Our plan on achieving this is outlined in remark 2.5.1. What does it say? Well, choose the $N$ carefully, and once the $N$ is chosen, the process will become constant after that.
How do we choose the $N$? Using a stopping time.
More precisely, define $\nu = \inf\{n \geq 0 : X_n = Y_n\}$.
Now, for each $\omega$, we have $\nu(\omega)$ is some number $N$ depending on $\omega$. What we do is this : for each $\omega$, stop the sequence $X_n(\omega)$ at the $N$ depending on $\omega$. Then, after that, keep the process constant.
In other words, we have the following definition of the Snell envelope of $X_n$.
So, for each $\omega$, the process doesn't change for that $\omega$ after $\nu(\omega)$, it is stopped.
Is two things.
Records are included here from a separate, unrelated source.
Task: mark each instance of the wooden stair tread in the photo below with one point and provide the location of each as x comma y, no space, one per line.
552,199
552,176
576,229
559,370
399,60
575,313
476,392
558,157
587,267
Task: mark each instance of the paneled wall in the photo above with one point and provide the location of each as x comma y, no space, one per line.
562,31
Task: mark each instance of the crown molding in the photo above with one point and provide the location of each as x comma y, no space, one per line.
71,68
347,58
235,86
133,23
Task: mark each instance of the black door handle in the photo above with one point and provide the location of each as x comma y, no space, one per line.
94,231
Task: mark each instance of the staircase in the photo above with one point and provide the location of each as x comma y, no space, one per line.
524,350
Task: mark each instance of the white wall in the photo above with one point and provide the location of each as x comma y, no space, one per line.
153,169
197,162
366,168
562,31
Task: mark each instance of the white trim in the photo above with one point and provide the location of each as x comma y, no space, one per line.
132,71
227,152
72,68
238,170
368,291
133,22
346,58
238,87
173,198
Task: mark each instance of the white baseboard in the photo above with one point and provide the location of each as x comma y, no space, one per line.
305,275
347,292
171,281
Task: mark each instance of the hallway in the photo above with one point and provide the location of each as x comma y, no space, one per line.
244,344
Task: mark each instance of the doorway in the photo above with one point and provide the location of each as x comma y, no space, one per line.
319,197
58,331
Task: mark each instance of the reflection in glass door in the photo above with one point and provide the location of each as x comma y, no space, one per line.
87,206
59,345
The first, that $X^\nu_n$ is adapted to $\mathcal F_n$ : for each for each $m$, we have that $\mathcal F_m$ contains all the information about $\{X^\nu_1,...,X^\nu_m\}$.
The second, that $E[X^\nu_{m+1} - X^\nu_m | \mathcal F_m]=0$ for all $m$ i.e. that it has martingale-type increments.
The construction does not apply for all stopping times $\nu$ : only for this particular one.
The supremum is over all stopping times, not over numbers in $[0,N]$. Indeed, what it says is this : if I take any stopping time $\tau$ which takes values only in $[0,N]$, and consider the quantity $E[Y_\tau | \mathcal F_0]$, then the largest this can be, is exactly $E[Y_\nu | \mathcal F_0]$. So, in some sense, $\nu$ "envelopes" every bounded stopping time : at each bound, it gives the maximum possible expectation.
I think this author has not written the material well, so you should continue to clarify until you are satisfied.
EDIT : I think the reason why the text is a little hard to understand is that it is translated, possibly from Spanish or something, since I did see a few exercises in a different language to English.
Coming to your points in the comment, the point is that $Y_\nu$ is a random variable, defined by $Y_\nu(\omega) = Y_{\nu(\omega)}(\omega)$. This has finite expectation(I am sure you can see why), so you can define $E[Y_\nu | \mathcal F_0]$.
If you notice, the fact that $X^\nu_n$ is a martingale, is used only to prove that $X_0 = E[Y_{\nu} |\mathcal F_0]$, which is the first equality.
What you mention in the comments is the second equality i.e. that of $E[Y_\nu | \mathcal F_0]$ and $\sup_\tau E[Y_\tau | \mathcal F_0]$. Here, if you notice, the author uses the fact that $X_n^\tau$ is a supermartingale, if $X_n$ is, where $X_0,...,X_N$ is like how the author defined(remember the author has not focused on each $\omega$ : for this argument he has used the $\omega$-less $X_0,...,X_N$ which he defined at the starting of the section, which he showed is a supermartingale. Now stopping that using any $\tau$ also gives a supermartingale).
As for the second question, the answer is yes, with the author-defined $X_0,...,X_N$ it will be true for any $\tau$ taking values in $[0,N]$ that $X_0 \geq E[X_\tau | \mathcal F_0]$.